Interpretive Summary: Sugarcane varieties (Saccharum spp. hybrids) are interspecific polyploid and aneuploid hybrids with 110-130 chromosomes. A conventional breeding cycle takes 12 years and is extremely laborious due to visual selection and multi-year and multi-location evaluations of yield-related traits and biotic/abiotic stress responses. To develop trait-specific DNA markers for marker-assisted selection, we have conducted genome-wide association (GWAS) and genomic prediction (GP) studies using a validated self-progeny mapping population of the cultivar LCP 85-384. Phenotyping data [plant height, stalk number, stalk weight, stalk diameter, fiber content, total sugar (Brix), polarization associated with sucrose (Pol), theoretical recoverable sugar (TRS), and purity] were collected from replicated plant-cane and first-ratoon crops of the self-progenies. Genotyping was performed using amplified fragment length polymorphism (AFLP), simple sequence repeats (SSR), target region amplification polymorphism (TRAP), and restriction site-associated DNA sequencing (RADseq)-based single nucleotide polymorphism (SNP).
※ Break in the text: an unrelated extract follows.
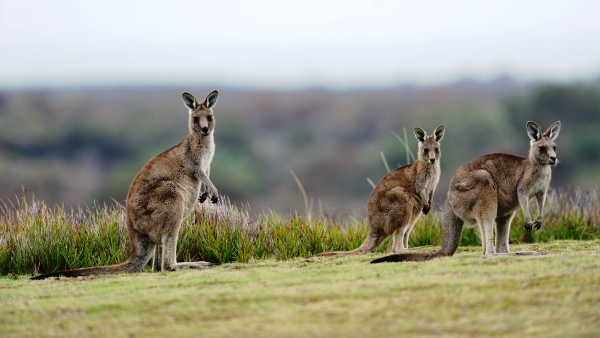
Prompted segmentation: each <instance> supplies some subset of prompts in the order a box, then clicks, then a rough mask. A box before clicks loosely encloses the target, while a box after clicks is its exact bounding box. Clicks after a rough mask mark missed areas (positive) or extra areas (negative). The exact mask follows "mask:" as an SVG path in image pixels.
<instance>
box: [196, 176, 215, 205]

The GWAS was conducted via a spectrum of statistical methodologies, including mixed linear model (MLM), generalized linear model (GLM), and single marker regression (SMR) algorithms of TASSEL 5 and FarmCPU of GAPIT 3. Notably, the exhaustive analyses culminated in the identification of 77 significant markers, including 11 markers associated with stalk number, 9 with stalk weight, 21 with stalk diameter, 5 with plant height, 13 with fiber content, 9 with sucrose content, 1 with Brix, 4 with Pol, and 4 with TRS. To assess the predictive power of these markers, GP was conducted using ridge regression best linear unbiased prediction (rrBLUP), Bayesian ridge regression (BRR), Bayesian A (BA), Bayesian B (BB), and Bayesian least absolute shrinkage and selection operator (BL) models. The predictive accuracies ranged from 0.36 to 0.54 for plant height and stalk traits, 0.55 to 0.58 for fiber content, and 0.54 to 0.57 for sucrose content. The integrated approach combining GWAS and GP represents a valuable tool for enhancing sugarcane breeding and significant advancements in sugarcane improvement efforts.
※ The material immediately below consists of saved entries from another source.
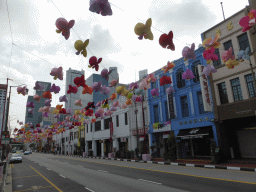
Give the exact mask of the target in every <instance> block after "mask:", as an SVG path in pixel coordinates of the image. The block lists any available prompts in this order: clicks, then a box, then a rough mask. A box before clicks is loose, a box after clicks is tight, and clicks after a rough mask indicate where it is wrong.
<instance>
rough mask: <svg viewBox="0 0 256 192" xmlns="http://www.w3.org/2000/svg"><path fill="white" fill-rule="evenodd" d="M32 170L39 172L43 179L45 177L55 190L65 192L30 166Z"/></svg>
mask: <svg viewBox="0 0 256 192" xmlns="http://www.w3.org/2000/svg"><path fill="white" fill-rule="evenodd" d="M30 167H31V169H33V170H34V171H35V172H37V173H38V174H39V175H40V176H41V177H43V178H44V179H45V180H46V181H47V182H48V183H50V184H51V185H52V186H53V187H54V188H55V189H57V190H58V191H59V192H63V191H61V190H60V189H59V188H58V187H57V186H56V185H54V184H53V183H52V182H51V181H49V180H48V179H46V178H45V177H44V176H43V175H42V174H41V173H39V172H38V171H37V170H35V169H34V168H33V167H32V166H30Z"/></svg>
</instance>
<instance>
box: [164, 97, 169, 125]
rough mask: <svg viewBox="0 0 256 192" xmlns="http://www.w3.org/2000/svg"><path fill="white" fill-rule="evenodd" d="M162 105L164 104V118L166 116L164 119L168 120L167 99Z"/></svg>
mask: <svg viewBox="0 0 256 192" xmlns="http://www.w3.org/2000/svg"><path fill="white" fill-rule="evenodd" d="M164 105H165V118H166V121H168V120H169V111H168V103H167V101H165V102H164Z"/></svg>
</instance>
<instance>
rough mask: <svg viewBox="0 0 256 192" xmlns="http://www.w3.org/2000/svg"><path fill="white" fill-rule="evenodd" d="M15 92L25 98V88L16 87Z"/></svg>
mask: <svg viewBox="0 0 256 192" xmlns="http://www.w3.org/2000/svg"><path fill="white" fill-rule="evenodd" d="M17 92H18V94H22V95H23V96H25V95H26V86H24V87H18V88H17Z"/></svg>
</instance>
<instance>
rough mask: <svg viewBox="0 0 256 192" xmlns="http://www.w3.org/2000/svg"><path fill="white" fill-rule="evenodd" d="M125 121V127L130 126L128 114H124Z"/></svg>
mask: <svg viewBox="0 0 256 192" xmlns="http://www.w3.org/2000/svg"><path fill="white" fill-rule="evenodd" d="M124 120H125V125H128V117H127V113H125V114H124Z"/></svg>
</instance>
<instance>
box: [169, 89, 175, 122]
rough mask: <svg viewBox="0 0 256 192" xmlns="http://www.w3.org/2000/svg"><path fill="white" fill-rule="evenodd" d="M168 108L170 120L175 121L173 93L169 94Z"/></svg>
mask: <svg viewBox="0 0 256 192" xmlns="http://www.w3.org/2000/svg"><path fill="white" fill-rule="evenodd" d="M168 106H169V115H170V116H169V118H170V119H175V113H174V107H173V93H172V92H171V93H170V94H168Z"/></svg>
Technical Abstract: Sugarcane varieties (Saccharum spp. hybrids) are interspecific polyploid and aneuploid hybrids with 110-130 chromosomes. A conventional breeding cycle takes 12 years and is extremely laborious due to visual selection and multi-year and multi-location evaluations of yield-related traits and biotic/abiotic stress responses. To develop trait-specific DNA markers for marker-assisted selection, we have conducted genome-wide association (GWAS) and genomic prediction (GP) studies using a validated self-progeny mapping population of the cultivar LCP 85-384. Phenotyping data [plant height, stalk number, stalk weight, stalk diameter, fiber content, total sugar (Brix), polarization associated with sucrose (Pol), theoretical recoverable sugar (TRS), and purity] were collected from replicated plant-cane and first-ratoon crops of the self-progenies. Genotyping was performed using amplified fragment length polymorphism (AFLP), simple sequence repeats (SSR), target region amplification polymorphism (TRAP), and restriction site-associated DNA sequencing (RADseq)-based single nucleotide polymorphism (SNP). The GWAS was conducted via a spectrum of statistical methodologies, including mixed linear model (MLM), generalized linear model (GLM), and single marker regression (SMR) algorithms of TASSEL 5 and FarmCPU of GAPIT 3. Notably, the exhaustive analyses culminated in the identification of 77 significant markers, including 11 markers associated with stalk number, 9 with stalk weight, 21 with stalk diameter, 5 with plant height, 13 with fiber content, 9 with sucrose content, 1 with Brix, 4 with Pol, and 4 with TRS. To assess the predictive power of these markers, GP was conducted using ridge regression best linear unbiased prediction (rrBLUP), Bayesian ridge regression (BRR), Bayesian A (BA), Bayesian B (BB), and Bayesian least absolute shrinkage and selection operator (BL) models. The predictive accuracies ranged from 0.36 to 0.54 for plant height and stalk traits, 0.55 to 0.58 for fiber content, and 0.54 to 0.57 for sucrose content. The integrated approach combining GWAS and GP represents a valuable tool for enhancing sugarcane breeding and significant advancements in sugarcane improvement efforts.